For the first time since its founding, the Knesset is officially marking Yiddish Language and Culture Day on Tuesday. A Yiddish-Hebrew Knesset lexicon was released for the occasion.
The date for the parliamentary nod to Yiddish, a language once spoken by more than 12 million Jews, was selected to mark 150 years since the birth of the Yiddish author Shalom Aleichem. This past week was also the 20th anniversary of the founding of Yiddishshpiel, Tel Aviv's all-Yiddish theater.
The day's events include a joint meeting of the Knesset's Absorption, Immigration and Diaspora Committee and the Education and Culture Committee to discuss Yiddish culture.
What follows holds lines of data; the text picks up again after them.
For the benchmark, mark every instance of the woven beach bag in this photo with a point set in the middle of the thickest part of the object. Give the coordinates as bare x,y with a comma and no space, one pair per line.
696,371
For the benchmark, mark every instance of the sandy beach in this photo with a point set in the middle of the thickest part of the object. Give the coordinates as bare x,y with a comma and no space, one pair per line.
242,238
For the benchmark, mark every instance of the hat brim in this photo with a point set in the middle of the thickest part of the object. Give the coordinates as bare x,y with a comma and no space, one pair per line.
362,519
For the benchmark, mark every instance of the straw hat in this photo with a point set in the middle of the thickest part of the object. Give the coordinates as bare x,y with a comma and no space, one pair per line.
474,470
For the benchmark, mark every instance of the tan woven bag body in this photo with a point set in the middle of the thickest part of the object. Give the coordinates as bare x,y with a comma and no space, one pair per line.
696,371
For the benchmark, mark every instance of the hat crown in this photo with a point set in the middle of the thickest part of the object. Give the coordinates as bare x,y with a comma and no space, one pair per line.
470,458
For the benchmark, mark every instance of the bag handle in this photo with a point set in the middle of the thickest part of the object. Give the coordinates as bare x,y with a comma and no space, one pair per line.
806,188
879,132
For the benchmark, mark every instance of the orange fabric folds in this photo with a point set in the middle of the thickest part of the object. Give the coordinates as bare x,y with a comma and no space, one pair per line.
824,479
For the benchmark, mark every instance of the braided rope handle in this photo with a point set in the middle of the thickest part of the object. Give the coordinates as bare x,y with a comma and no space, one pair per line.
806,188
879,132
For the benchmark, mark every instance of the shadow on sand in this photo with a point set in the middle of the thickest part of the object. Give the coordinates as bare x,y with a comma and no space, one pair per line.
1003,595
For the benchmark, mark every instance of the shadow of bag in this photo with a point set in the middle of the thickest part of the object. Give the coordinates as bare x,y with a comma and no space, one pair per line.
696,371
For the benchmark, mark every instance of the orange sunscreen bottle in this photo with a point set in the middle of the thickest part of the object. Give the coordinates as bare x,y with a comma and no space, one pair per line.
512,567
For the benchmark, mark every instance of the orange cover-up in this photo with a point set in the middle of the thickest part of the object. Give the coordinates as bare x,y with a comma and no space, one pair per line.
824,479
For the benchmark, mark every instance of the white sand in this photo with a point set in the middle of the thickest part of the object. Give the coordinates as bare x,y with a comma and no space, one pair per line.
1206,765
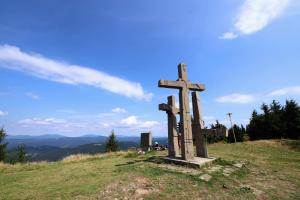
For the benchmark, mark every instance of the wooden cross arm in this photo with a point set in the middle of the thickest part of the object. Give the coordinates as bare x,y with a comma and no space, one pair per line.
168,108
169,84
181,84
197,87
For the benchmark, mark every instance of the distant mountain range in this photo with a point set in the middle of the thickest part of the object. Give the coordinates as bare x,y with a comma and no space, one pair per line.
55,147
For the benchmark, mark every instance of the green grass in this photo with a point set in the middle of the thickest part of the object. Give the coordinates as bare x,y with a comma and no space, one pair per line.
272,171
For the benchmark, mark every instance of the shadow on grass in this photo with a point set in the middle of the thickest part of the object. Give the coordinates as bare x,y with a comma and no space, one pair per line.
293,144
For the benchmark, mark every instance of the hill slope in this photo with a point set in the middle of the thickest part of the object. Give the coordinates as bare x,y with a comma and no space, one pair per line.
251,170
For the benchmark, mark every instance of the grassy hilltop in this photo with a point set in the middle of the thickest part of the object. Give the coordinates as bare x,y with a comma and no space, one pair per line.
250,170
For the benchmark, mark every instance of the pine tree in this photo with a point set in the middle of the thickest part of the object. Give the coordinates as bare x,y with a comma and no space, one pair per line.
111,143
2,144
21,153
291,123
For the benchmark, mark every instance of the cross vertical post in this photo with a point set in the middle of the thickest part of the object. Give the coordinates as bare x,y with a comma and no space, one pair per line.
197,127
184,86
187,149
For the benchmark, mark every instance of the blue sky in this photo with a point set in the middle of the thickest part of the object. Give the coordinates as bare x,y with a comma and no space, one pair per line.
90,67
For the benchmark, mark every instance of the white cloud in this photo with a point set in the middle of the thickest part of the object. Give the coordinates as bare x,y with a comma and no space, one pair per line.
12,57
133,121
32,96
68,111
118,110
236,98
3,113
254,15
37,121
228,36
285,91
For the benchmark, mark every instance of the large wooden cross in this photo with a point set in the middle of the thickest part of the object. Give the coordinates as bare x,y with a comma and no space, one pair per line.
172,111
184,85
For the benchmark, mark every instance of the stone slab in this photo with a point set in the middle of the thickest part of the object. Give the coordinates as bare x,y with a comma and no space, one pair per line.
197,162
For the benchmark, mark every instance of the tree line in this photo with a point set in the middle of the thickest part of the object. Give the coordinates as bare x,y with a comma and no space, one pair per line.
275,121
19,155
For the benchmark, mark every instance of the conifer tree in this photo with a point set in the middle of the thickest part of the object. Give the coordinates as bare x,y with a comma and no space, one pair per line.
111,143
291,116
2,144
21,153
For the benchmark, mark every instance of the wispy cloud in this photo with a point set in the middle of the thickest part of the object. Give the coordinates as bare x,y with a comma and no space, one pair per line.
135,122
67,111
228,36
12,57
254,15
3,113
236,98
285,91
118,110
32,95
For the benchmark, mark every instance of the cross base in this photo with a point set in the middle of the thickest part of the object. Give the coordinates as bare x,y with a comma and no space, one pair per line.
196,163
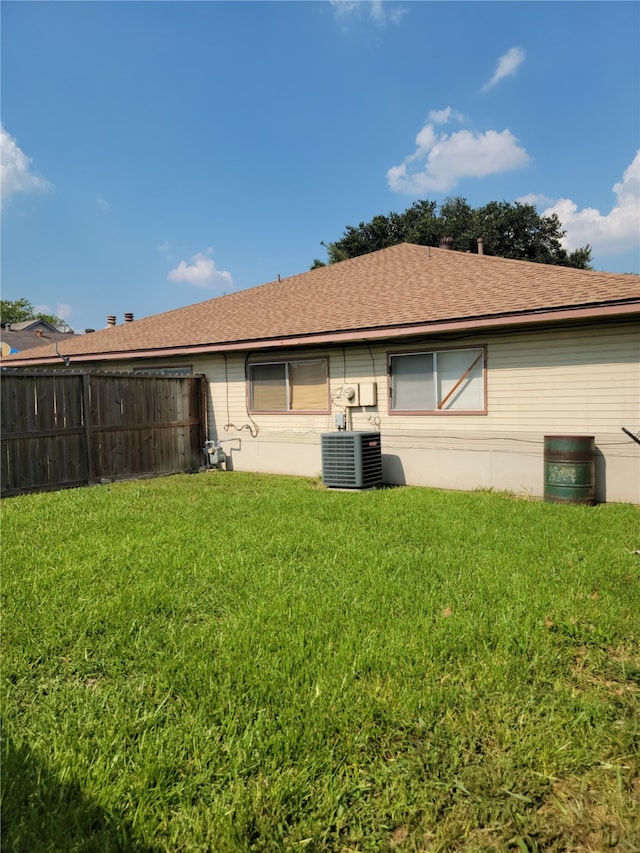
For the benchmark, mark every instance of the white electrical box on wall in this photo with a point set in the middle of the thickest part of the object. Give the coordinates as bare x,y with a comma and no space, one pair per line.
363,394
368,395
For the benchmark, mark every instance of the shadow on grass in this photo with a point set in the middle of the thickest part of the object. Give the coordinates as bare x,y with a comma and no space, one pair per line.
41,813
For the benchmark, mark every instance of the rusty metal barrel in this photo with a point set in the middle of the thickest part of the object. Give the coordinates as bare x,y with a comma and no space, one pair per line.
569,469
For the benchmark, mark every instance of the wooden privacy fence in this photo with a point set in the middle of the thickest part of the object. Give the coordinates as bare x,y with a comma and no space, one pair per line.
62,429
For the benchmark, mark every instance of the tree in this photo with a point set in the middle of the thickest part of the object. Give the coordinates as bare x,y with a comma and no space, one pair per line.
508,230
19,310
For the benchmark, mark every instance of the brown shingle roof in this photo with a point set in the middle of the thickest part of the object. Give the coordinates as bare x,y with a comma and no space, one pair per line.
387,292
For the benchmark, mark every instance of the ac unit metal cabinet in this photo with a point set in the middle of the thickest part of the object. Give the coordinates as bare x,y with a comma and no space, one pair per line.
351,460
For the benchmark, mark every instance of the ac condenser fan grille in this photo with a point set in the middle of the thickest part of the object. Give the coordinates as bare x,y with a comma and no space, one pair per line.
351,460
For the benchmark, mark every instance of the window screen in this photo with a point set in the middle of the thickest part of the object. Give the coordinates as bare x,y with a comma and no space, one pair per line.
289,386
446,381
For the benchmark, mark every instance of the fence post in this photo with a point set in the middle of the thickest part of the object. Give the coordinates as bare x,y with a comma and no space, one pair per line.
86,405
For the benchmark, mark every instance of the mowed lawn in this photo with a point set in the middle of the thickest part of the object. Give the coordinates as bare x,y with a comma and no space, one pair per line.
235,662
The Knesset is also holding a special session to discuss the place of Yiddish in modern Israeli society. Foreign Minister Avigdor Lieberman and Deputy Minister of Pensioners Affairs Leah Ness are delivering the main speeches of the session.
Ahead of the unique Knesset session, a lexicon of the Yiddish translations of several key phrases often used by Israeli parliamentarians was distributed to all Knesset members. A few key phrases from the lexicon that veteran MKs may find useful include:
Ich hob eich nisht geshtert, toshter nisht mir! - "I didn't interrupt you, don't interrupt me!"
Ich ruf eich tzum seder dus ershte mol.... - "I am calling you to order for the first time...."
Ordners, derveitert im fun zal! - "Ushers, remove him from the hall!"
Vehr siz far, zol veilen 'far'. Vehr siz keigen, zol veilen 'keigen'. - "Whoever is in favor, vote 'in favor'. Whoever is opposed, vote 'opposed'."
In the Knesset auditorium, members of the Yiddishshpiel theater troupe are performing songs and selected scenes from the Yiddish theater and from Jewish tradition. Throughout the day, the Knesset halls will host an exhibition from the Shalom Aleichem House, which is dedicated to preserving the author's legacy.
More than 450 people were invited to take part in the Knesset festivities and events.
Behind the cultural initiative stands Knesset Member Lia Shemtov (Israel Beiteinu), chairperson of the Knesset Immigration, Absorption and Diaspora Committee, who grew up speaking Yiddish in her family home in the Ukraine.
"This language represents for me the language, culture and history of the Jews of Europe," Shemtov said. "Yiddish is a rich, pungent, humorous, sweet and indulgent language. ...Yiddish, for me, is mein mameloshen, mein tateloshen, mein bubbeloshen und mein zeydeloshen ('my mother tongue, my father tongue, my grandmother tongue and my grandfather tongue')."
The two parties with the most Yiddish speakers, Shemtov said, are Yisrael Beiteinu and the Ashkenazi hareidi-religious United Torah Judaism party. Three Yisrael Beiteinu MKs - Shemtov, Avigdor Lieberman and David Rotem - speak Yiddish, as do all five MKs from UTJ. Other MKs who list Yiddish as an additional language on their official Knesset webpages are Avishai Braverman (Labor), Shai Hermesh (Kadima) and Yaakov "Ketzaleh" Katz (National Union).